Neil Lancaster authors this one, with Linda Jones, Trials Officer at the RHS Wisley, and is dated May 2006 (Bulletin Number 13).

The trial was conducted over ten years, starting in 1996, and over the period 134 entries were judged for the Award of Garden Merit by the Woody Plant Trials sub-committee. The trial encouraged the public to see and compare a large range of cultivars. In addition, identities of plants included in the trial were checked and herbarium specimens were made.

Rhododendron yakushimanum was first discovered in the early 1900s on Yakushima Island, a small windswept mountainous island off the coast of Japan. It is an ideal plant for the lime-free garden and tolerant of many different aspects, including full sun  – and is obviously very hardy. Slow growing too, remaining small for many years.

The indumentum, darkening with age to a tawny brown, is important (I read) in reducing water loss and protecting against extremes of temperature. It is also thought to be a barrier against insects and pathogens.

With so many positive attributes, it is no wonder that it has been hybrized so much – and the ‘yaks’ as they are known, are a growing group of garden worthy plants. The first Rhododendron Yakushimanum plants arrived in the UK in 1934,  sent to Lionel de Rothschild – so a recent ancestry here in Britain with the gardens at Exbury and Wisley playing their part in their evolution.

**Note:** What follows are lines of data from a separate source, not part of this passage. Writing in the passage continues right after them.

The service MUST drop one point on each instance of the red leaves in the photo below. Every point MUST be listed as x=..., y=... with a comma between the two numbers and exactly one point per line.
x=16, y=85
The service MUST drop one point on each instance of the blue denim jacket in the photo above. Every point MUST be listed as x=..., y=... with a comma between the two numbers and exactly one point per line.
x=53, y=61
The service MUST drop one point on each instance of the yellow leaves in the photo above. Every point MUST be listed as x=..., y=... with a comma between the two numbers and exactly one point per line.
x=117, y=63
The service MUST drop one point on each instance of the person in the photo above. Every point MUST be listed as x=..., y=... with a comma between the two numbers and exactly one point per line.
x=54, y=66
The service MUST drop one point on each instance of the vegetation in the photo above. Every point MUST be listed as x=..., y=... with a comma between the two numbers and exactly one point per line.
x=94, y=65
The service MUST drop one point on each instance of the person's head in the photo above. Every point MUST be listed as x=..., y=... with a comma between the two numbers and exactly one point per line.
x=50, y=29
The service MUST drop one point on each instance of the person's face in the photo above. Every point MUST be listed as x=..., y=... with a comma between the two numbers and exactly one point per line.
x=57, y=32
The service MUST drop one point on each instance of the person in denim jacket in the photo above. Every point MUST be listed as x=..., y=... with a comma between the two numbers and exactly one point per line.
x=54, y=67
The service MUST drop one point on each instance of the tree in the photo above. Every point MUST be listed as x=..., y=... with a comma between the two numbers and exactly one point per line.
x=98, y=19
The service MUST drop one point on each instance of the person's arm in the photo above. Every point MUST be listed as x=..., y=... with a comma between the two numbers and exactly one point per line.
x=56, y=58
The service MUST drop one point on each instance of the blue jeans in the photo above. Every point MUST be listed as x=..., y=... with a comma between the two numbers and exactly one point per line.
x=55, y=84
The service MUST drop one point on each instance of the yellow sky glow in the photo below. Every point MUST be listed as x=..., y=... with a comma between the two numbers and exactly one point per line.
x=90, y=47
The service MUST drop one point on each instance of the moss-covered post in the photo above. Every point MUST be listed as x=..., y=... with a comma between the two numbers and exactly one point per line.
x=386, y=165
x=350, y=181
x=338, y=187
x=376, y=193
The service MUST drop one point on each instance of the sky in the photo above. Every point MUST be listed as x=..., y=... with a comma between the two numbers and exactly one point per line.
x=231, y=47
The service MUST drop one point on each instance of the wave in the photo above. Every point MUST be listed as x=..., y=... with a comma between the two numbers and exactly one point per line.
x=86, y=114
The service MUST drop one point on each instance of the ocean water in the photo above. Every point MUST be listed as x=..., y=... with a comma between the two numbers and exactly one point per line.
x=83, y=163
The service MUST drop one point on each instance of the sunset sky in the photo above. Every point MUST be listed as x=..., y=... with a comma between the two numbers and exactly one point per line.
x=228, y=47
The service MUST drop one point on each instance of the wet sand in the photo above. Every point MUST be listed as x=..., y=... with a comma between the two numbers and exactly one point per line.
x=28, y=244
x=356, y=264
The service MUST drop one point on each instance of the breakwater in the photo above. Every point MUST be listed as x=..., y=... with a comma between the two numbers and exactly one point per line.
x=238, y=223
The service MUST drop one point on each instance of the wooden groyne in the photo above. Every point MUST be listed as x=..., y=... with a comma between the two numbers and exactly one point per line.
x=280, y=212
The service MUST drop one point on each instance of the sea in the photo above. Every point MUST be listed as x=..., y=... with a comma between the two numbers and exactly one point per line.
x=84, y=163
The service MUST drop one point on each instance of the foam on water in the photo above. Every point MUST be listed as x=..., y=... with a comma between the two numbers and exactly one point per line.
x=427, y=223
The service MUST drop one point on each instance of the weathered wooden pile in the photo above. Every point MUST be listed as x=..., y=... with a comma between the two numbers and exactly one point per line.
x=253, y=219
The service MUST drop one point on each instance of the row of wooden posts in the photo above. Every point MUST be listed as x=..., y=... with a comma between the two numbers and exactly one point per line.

Of the famous Seven Dwarfs Series, bred at Waterers Nurseries, Dopey and Bashful retained their Awards of Garden Merit in this trial. Grumpy was not fêted, but I shan’t mind – it is the most compact of the series and I am hoping for a successful showing from the two plants I have, in containers.

Ericaceous compost – regular repotting to prevent soil stagnation, rainwater irrigation, addition of seaweed with iron fertiliser, a semi-shady spot and I’ll keep an eye out for vine weevils. I have two large, traditional flower pots ready, but glazed in a glossy black, which will do just nicely.